Custom PyTorch Transformer for Text Classification: Implementing Multi-Head Attention from Scratch

deep_learning

Custom PyTorch Transformer for Text Classification: Implementing Multi-Head Attention from Scratch

Learn to build transformer-based text classification with custom attention mechanisms in PyTorch. Master multi-head attention, positional encoding & advanced training techniques for production-ready sentiment analysis models.

Jul 21, 2025

Custom PyTorch Transformer for Text Classification: Implementing Multi-Head Attention from Scratch

I’ve been working with text classification for years, but the rise of transformer architectures completely changed how we approach language tasks. When I first encountered the limitations of traditional models on complex sentiment analysis problems, I knew we needed a better solution. That’s what led me to explore custom transformer implementations - and today I’ll show you how to build one from scratch in PyTorch.

Transformers handle sequential data differently than RNNs or LSTMs. Instead of processing words in order, they examine relationships between all words simultaneously. This parallel processing makes them incredibly efficient. But how exactly do they understand context without sequential processing? The secret lies in attention mechanisms.
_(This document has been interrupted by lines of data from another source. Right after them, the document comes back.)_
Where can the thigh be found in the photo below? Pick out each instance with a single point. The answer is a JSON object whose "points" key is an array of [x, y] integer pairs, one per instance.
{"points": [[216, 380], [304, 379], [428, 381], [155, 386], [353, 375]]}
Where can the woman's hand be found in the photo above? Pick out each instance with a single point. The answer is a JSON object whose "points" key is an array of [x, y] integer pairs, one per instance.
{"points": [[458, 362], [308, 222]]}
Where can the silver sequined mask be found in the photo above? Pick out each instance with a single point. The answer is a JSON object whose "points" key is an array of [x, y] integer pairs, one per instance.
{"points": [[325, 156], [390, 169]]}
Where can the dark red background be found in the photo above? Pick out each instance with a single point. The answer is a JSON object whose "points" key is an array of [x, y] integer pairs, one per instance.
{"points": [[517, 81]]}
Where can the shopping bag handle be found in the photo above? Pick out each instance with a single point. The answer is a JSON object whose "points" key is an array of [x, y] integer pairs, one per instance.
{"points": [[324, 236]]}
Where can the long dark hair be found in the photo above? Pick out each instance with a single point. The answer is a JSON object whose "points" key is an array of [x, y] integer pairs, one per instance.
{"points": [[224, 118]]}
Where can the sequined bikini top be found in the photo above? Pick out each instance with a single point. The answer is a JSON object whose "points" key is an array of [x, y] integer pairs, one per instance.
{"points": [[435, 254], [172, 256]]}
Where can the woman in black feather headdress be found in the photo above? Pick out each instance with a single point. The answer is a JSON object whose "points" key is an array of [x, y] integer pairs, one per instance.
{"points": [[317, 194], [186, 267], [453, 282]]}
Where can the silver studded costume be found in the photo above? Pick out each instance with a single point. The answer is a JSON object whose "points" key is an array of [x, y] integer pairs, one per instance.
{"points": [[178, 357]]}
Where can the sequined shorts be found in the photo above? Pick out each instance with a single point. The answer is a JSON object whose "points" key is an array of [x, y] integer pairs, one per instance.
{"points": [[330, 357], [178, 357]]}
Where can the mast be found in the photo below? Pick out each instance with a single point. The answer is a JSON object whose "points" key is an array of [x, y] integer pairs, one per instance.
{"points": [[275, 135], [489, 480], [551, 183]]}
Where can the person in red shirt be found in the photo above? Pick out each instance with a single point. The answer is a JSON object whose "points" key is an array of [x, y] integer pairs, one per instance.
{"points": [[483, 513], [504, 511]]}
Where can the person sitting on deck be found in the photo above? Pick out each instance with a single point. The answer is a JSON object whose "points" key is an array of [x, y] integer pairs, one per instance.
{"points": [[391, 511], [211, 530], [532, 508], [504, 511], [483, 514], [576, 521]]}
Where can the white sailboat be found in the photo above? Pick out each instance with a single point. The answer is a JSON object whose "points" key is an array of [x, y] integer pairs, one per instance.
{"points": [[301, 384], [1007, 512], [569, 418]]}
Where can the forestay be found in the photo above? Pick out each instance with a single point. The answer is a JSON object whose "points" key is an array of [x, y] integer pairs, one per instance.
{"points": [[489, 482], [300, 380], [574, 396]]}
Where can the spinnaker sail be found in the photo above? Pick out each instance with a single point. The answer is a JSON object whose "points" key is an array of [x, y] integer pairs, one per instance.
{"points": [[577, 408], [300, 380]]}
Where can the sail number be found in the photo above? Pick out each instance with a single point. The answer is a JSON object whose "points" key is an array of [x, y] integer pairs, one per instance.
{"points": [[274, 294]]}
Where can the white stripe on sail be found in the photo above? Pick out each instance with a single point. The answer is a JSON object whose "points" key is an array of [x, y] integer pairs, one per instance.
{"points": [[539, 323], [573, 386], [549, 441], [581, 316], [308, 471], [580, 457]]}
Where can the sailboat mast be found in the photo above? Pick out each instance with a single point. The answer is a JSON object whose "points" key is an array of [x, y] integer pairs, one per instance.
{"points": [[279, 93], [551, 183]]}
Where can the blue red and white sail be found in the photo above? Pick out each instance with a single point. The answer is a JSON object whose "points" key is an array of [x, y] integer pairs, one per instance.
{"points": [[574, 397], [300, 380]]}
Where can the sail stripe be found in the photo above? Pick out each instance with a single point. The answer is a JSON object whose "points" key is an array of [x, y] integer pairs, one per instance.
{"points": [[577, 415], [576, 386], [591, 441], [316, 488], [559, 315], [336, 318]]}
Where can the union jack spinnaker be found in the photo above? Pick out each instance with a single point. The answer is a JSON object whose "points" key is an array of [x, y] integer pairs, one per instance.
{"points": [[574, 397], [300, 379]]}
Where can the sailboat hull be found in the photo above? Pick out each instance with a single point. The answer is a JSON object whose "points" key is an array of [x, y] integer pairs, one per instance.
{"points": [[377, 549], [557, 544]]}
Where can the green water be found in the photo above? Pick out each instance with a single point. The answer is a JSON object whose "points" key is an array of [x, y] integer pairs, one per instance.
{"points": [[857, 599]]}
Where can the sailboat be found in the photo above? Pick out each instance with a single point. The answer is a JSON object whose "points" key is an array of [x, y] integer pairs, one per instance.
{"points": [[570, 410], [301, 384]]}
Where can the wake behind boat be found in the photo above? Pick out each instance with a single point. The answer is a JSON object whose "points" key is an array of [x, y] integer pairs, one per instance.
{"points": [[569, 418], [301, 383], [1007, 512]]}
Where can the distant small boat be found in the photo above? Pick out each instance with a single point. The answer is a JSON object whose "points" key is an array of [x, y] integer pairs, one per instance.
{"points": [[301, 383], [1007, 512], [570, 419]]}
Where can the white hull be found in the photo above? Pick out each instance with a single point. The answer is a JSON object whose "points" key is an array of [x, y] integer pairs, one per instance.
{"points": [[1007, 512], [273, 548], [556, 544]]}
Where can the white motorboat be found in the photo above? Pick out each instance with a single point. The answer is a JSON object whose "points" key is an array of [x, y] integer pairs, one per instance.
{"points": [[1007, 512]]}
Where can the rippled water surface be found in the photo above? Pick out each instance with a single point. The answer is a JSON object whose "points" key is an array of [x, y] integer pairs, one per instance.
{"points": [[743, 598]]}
Let’s start by setting up our environment. We’ll need these essential libraries:

pip install torch torchvision torchaudio transformers datasets
pip install scikit-learn matplotlib seaborn

Now, consider this fundamental question: How do we prepare text data for a transformer? Unlike images, text requires careful tokenization and encoding. Here’s a dataset class I’ve found effective:

class TextClassificationDataset(Dataset):
    def __init__(self, texts, labels, tokenizer, max_length=512):
        self.texts = texts
        self.labels = labels
        self.tokenizer = tokenizer
        self.max_length = max_length
    
    def __getitem__(self, idx):
        encoding = self.tokenizer(
            str(self.texts[idx]),
            truncation=True,
            padding='max_length',
            max_length=self.max_length,
            return_tensors='pt'
        )
        return {
            'input_ids': encoding['input_ids'].flatten(),
            'attention_mask': encoding['attention_mask'].flatten(),
            'labels': torch.tensor(self.labels[idx], dtype=torch.long)
        }

For our movie review sentiment analysis, we’ll use the IMDB dataset. But here’s something interesting: Did you know you can build your own tokenizer instead of relying on pre-trained ones? This gives finer control over vocabulary:

class SimpleTokenizer:
    def __init__(self, vocab_size=10000):
        self.word2idx = {'<PAD>': 0, '<UNK>': 1}
        self.idx2word = {0: '<PAD>', 1: '<UNK>'}
    
    def build_vocab(self, texts):
        word_freq = Counter()
        for text in texts:
            tokens = re.sub(r'[^a-zA-Z0-9\s]', '', text.lower()).split()
            word_freq.update(tokens)
        
        for word, _ in word_freq.most_common(self.vocab_size - 2):
            idx = len(self.word2idx)
            self.word2idx[word] = idx
            self.idx2word[idx] = word

Now, the core innovation in transformers: positional encoding. Since transformers don’t process sequences sequentially, we need to explicitly encode position information. This trigonometric approach works remarkably well:

class PositionalEncoding(nn.Module):
    def __init__(self, d_model, max_seq_length=512):
        super().__init__()
        position = torch.arange(max_seq_length).unsqueeze(1)
        div_term = torch.exp(torch.arange(0, d_model, 2) * (-math.log(10000.0) / d_model))
        pe = torch.zeros(max_seq_length, d_model)
        pe[:, 0::2] = torch.sin(position * div_term)
        pe[:, 1::2] = torch.cos(position * div_term)
        self.register_buffer('pe', pe.unsqueeze(0))
    
    def forward(self, x):
        return x + self.pe[:, :x.size(1)]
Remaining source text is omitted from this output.